I nie była tego przekonana do dalszych słów Sama. O na pewno Lola od razu, by pomyślała o niej. W końcu papla rozpozna paplę. Mogłby założyć kółko paplających gospodyń. Consuela, by się przyłączyła. I Carmalita. I kilka innych dziołszek.
- No, ale po co. To jej sprawa. - rzuciła, nie pojmując sensu donoszenia na Lolę. To fakt, przy ostatnim spotkaniu Lola trochę na nią siadła, ale to z troski.
No i gdyby Sam, stwierdził na głos, że Szczypiorek jest wytresowany, to zarówno Catherine jak i sam pies roześmialiby się. Był to najmniej wytresowany kundel po tej stronie globu.

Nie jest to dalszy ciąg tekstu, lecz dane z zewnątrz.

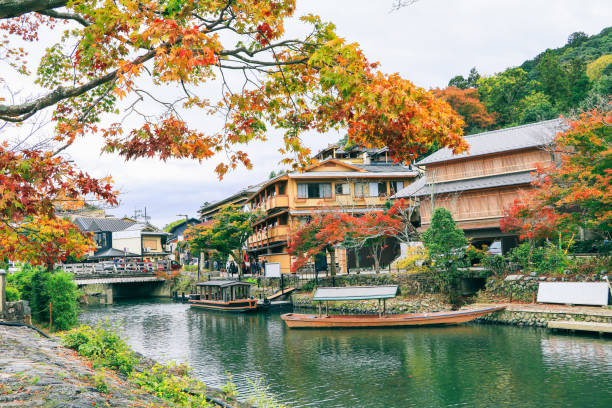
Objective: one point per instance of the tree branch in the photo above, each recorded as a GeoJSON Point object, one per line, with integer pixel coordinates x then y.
{"type": "Point", "coordinates": [65, 16]}
{"type": "Point", "coordinates": [16, 8]}
{"type": "Point", "coordinates": [18, 113]}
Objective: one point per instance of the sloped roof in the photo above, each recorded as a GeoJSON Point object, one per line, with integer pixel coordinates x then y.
{"type": "Point", "coordinates": [99, 224]}
{"type": "Point", "coordinates": [502, 140]}
{"type": "Point", "coordinates": [412, 189]}
{"type": "Point", "coordinates": [112, 253]}
{"type": "Point", "coordinates": [524, 177]}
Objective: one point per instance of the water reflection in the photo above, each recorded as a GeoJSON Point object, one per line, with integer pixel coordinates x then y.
{"type": "Point", "coordinates": [469, 365]}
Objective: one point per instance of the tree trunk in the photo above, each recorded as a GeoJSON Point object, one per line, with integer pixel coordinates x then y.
{"type": "Point", "coordinates": [376, 256]}
{"type": "Point", "coordinates": [332, 259]}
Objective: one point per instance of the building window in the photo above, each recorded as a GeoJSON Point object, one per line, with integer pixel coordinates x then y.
{"type": "Point", "coordinates": [360, 189]}
{"type": "Point", "coordinates": [396, 186]}
{"type": "Point", "coordinates": [342, 189]}
{"type": "Point", "coordinates": [314, 190]}
{"type": "Point", "coordinates": [100, 238]}
{"type": "Point", "coordinates": [382, 189]}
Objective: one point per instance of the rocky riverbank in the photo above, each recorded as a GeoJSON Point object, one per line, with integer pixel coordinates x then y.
{"type": "Point", "coordinates": [40, 372]}
{"type": "Point", "coordinates": [537, 315]}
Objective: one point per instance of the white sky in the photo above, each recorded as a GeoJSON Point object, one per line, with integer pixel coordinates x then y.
{"type": "Point", "coordinates": [427, 43]}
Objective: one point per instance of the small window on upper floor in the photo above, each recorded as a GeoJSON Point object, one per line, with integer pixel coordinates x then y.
{"type": "Point", "coordinates": [343, 189]}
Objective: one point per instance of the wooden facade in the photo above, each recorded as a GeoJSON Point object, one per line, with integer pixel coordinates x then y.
{"type": "Point", "coordinates": [288, 202]}
{"type": "Point", "coordinates": [477, 186]}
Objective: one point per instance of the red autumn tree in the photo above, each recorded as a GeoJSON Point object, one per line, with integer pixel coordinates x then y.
{"type": "Point", "coordinates": [321, 235]}
{"type": "Point", "coordinates": [577, 194]}
{"type": "Point", "coordinates": [466, 103]}
{"type": "Point", "coordinates": [374, 229]}
{"type": "Point", "coordinates": [151, 59]}
{"type": "Point", "coordinates": [43, 241]}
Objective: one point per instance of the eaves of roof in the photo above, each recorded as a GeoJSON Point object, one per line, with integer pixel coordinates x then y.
{"type": "Point", "coordinates": [480, 183]}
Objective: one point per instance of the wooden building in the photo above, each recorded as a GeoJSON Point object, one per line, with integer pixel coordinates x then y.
{"type": "Point", "coordinates": [478, 185]}
{"type": "Point", "coordinates": [354, 185]}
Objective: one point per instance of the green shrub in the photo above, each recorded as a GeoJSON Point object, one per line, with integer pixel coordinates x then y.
{"type": "Point", "coordinates": [100, 382]}
{"type": "Point", "coordinates": [103, 346]}
{"type": "Point", "coordinates": [63, 296]}
{"type": "Point", "coordinates": [171, 382]}
{"type": "Point", "coordinates": [446, 245]}
{"type": "Point", "coordinates": [496, 264]}
{"type": "Point", "coordinates": [12, 294]}
{"type": "Point", "coordinates": [52, 296]}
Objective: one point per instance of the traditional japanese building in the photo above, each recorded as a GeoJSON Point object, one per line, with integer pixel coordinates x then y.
{"type": "Point", "coordinates": [476, 186]}
{"type": "Point", "coordinates": [354, 184]}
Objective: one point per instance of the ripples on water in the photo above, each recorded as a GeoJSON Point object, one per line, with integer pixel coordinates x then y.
{"type": "Point", "coordinates": [456, 366]}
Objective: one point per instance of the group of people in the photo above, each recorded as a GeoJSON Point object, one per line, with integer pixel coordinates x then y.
{"type": "Point", "coordinates": [254, 267]}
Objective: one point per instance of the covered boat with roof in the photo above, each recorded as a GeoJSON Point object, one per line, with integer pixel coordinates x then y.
{"type": "Point", "coordinates": [381, 293]}
{"type": "Point", "coordinates": [223, 295]}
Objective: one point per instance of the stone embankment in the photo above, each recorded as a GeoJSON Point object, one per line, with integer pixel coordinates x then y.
{"type": "Point", "coordinates": [40, 372]}
{"type": "Point", "coordinates": [538, 315]}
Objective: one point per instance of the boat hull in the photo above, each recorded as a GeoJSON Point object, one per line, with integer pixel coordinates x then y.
{"type": "Point", "coordinates": [237, 306]}
{"type": "Point", "coordinates": [306, 321]}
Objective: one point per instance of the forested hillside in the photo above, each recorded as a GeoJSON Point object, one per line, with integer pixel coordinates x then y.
{"type": "Point", "coordinates": [558, 81]}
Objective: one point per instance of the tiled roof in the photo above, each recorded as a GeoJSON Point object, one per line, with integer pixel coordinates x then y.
{"type": "Point", "coordinates": [384, 168]}
{"type": "Point", "coordinates": [412, 189]}
{"type": "Point", "coordinates": [479, 183]}
{"type": "Point", "coordinates": [515, 138]}
{"type": "Point", "coordinates": [109, 224]}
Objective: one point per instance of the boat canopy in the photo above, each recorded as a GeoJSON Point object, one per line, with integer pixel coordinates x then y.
{"type": "Point", "coordinates": [356, 293]}
{"type": "Point", "coordinates": [223, 283]}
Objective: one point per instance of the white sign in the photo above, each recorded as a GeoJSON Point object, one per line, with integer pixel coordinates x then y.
{"type": "Point", "coordinates": [574, 293]}
{"type": "Point", "coordinates": [272, 270]}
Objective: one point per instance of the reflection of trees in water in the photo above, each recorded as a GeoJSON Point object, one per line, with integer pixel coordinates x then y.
{"type": "Point", "coordinates": [474, 365]}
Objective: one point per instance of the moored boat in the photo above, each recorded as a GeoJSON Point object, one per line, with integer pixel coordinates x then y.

Z racji tego, że trzymał ją za dłoń i się gwałtownie zatrzymał to pociągnął ją do tyłu, aż blondynka sama musiała się zatrzymać. Spojrzała na niego zaskoczona. W sumie nie wiedziała co ma na to odpowiedzieć. Uznała, że jego słowa są jednocześnie pocieszające jak i dobijające. Pocieszające, bo tak mu niby zależało. Ale dobijające, bo poczuła się nagle jak nic nie znaczący zbiornik do noszenia potomka. Bo wszystko kręciło się wokół tego. A ona lubiła, jak wszystko kręciło się wokół niej, a nie tego co nosi pod sercem.
Westchnęła.
- Nie wiem. - wypuściła powietrze z płuc, a z nimi dwa słowa. Potem się zabrała za wyjaśnienie. - Chcę pojechać do domu. Powiedzieć o wszystkim, trochę też odpocząć, uspokoić emocje i takie tam. Choć boję się tego, jak cholera.
Odpocząć, ale od czego. Albo od kogo.